That decision took the couple to Albuquerque, where Alex enrolled at the University of New Mexico, and Nate took a position with a for-profit long-term care organization for one year. Then, a position opened up at the Society in Albuquerque, and Schema returned to the organization where he’s worked ever since.
Belief in holistic health care
“I think the Good Samaritan Society has made me a better person. It’s strengthened my faith. It’s strengthened my belief in how health care should be delivered more holistically, especially with those who are aging and in need of services,” Schema said.
He and his wife remained in Albuquerque for four years before the Society brought Schema onto an enterprise role overseeing post-acute strategy.

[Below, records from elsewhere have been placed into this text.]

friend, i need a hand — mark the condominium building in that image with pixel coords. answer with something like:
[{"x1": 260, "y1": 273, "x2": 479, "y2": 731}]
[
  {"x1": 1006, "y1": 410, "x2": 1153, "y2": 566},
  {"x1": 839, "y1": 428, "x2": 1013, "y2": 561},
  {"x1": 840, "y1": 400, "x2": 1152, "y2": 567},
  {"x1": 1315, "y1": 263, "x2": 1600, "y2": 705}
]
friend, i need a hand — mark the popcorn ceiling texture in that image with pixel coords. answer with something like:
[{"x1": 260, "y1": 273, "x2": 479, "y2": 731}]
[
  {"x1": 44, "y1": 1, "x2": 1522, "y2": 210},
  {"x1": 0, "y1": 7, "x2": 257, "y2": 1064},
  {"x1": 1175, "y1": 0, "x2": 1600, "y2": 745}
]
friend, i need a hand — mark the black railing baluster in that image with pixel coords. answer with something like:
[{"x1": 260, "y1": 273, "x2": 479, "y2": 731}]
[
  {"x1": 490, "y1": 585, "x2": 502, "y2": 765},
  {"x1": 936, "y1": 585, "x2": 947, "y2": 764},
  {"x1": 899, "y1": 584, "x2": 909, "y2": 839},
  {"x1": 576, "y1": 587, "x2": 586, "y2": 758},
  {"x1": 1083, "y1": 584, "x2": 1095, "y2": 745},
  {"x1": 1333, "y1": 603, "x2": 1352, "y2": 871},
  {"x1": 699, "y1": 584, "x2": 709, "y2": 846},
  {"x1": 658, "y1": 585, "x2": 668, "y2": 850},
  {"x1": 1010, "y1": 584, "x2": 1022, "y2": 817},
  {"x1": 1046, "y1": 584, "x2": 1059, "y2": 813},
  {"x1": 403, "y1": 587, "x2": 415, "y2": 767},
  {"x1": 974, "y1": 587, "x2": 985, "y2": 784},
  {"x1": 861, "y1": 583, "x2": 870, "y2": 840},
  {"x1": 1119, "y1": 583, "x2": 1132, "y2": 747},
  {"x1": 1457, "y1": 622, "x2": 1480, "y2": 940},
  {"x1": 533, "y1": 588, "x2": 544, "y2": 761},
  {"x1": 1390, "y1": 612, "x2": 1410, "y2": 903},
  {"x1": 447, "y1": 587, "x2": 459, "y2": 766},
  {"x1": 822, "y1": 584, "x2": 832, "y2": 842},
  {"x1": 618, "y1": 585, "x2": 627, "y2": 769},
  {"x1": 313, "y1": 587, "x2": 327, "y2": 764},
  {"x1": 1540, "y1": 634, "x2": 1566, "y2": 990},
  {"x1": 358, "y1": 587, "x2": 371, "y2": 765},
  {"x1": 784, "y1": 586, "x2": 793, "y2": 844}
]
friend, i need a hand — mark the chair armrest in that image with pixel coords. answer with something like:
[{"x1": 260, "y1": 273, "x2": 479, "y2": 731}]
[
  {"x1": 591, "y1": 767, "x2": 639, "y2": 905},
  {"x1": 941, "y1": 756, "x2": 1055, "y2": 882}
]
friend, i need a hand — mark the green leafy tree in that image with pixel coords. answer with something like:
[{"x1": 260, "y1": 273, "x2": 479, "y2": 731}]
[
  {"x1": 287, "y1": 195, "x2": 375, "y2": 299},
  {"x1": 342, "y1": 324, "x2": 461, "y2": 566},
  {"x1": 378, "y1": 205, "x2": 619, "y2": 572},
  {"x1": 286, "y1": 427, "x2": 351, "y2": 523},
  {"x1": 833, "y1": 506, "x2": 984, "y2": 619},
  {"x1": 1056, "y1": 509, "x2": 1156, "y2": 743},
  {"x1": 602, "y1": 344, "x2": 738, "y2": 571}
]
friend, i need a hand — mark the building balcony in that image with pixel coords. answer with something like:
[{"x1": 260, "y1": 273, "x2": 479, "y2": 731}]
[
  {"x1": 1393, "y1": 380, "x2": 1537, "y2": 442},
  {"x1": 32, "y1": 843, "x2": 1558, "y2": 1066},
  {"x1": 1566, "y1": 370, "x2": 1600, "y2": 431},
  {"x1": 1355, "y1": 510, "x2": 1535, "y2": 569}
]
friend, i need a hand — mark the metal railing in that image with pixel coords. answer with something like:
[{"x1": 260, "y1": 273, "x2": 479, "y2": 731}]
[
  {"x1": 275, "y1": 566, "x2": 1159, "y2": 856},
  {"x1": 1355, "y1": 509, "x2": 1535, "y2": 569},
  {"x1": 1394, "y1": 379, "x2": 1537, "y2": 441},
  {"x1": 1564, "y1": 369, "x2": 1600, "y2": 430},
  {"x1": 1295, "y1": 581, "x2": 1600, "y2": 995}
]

That decision took the couple to Sioux Falls, where he oversaw various operational initiatives for two years and then became the regional vice president (RVP) of operations for Nebraska, a role he remained in for five years.
As RVP of Nebraska, Schema oversaw a portfolio ranging from 18 to 22 locations that served anywhere from 30 to 800 residents. While in this position, he continued to live in Sioux Falls, sometimes commuting as many as six hours to their furthest location in Alliance, Nebraska.
New roles and responsibilities
On Aug. 1, Schema officially began his new role as VP of operations, though he’s essentially been in the position since mid-June.
“In this role, you need to be able not only to go deep, but your breadth of responsibility, your scope, is so much wider,” he said. “The diversity of the role is just so much different.
“I think what I’m excited most about is the opportunity ‘to bring a little more cowbell’ to operations. In other words, mix it up a little bit to get folks engaged and excited.”
When asked what he enjoys most about his work for the Society, Schema says, “I’ve always loved being able to live out my faith while working with good, talented people — like-minded people who are here to serve.”
Leading as coach and mentor
In reflecting on his accomplishments, Schema points to the relationships he’s been able to build.
At the recent Annual Operations Conference, he saw Cynthia Lockhart, a woman he hired when he first started out in Lovington. They hadn’t really spoken for years save for a few emails. Schema consistently promoted her when they worked together, and she continued to rise after he left.
At the conference, while at a picnic at the Sanford House, she gave him a big hug. At that point, Schema said, “I realized that I’m proud of the people I’ve been able to coach and mentor, and they’ve taught me a lot as well.”
Looking forward, Schema expresses his excitement about the integration work with Sanford Health.
“Sanford’s mission and vision is identical. So I think now we’re just able to take it to the next level,” he said.
The integration work, Schema says, gives the Society an opportunity to recalibrate. The new strategy consists of three essential goals: the path to profitability, integrated care delivery, and organizational growth.
“Within those three things, there’s a ton of work and a ton of details,” Schema said. “We need to be open to change, but in doing so, we need to be decisional. I think, in the past, maybe we’ve struggled to tweak and adapt as efficiently and quickly as we should have. We have to have fun along the way, but we have to execute.”
Despite the daunting task before him, Schema sees only opportunity and predicts nothing but success for the Good Samaritan Society. “We’ve always had a great reputation. Some might say we’re a sleeping giant,” he says.
Schema is a firm believer in servant leadership.
“We have to continually remember why we’re here and why we’re doing what we’re doing,” he said.
Get to know Nate Schema
- Education: Luther College and Concordia College-Moorhead. He graduated from Concordia’s health care administration program, the same college and program as Sanford Health and Good Samaritan Society leaders Kelby Krabbenhoft, Dave Horazdovsky, Paul Hanson and Bryan Nermoe.
- Family: Wife, Alex, and two sons — Jackson, a fifth-grader, and Deacon, a kindergartner. Schema’s mother works in health care, assisting people with developmental disabilities, and his father owns an insurance company.
- Hobbies: Coaching Jackson’s sports teams, playing football and basketball, watching his home-state teams. He can’t wait for the Gophers’ men’s basketball team to play at the Pentagon this fall.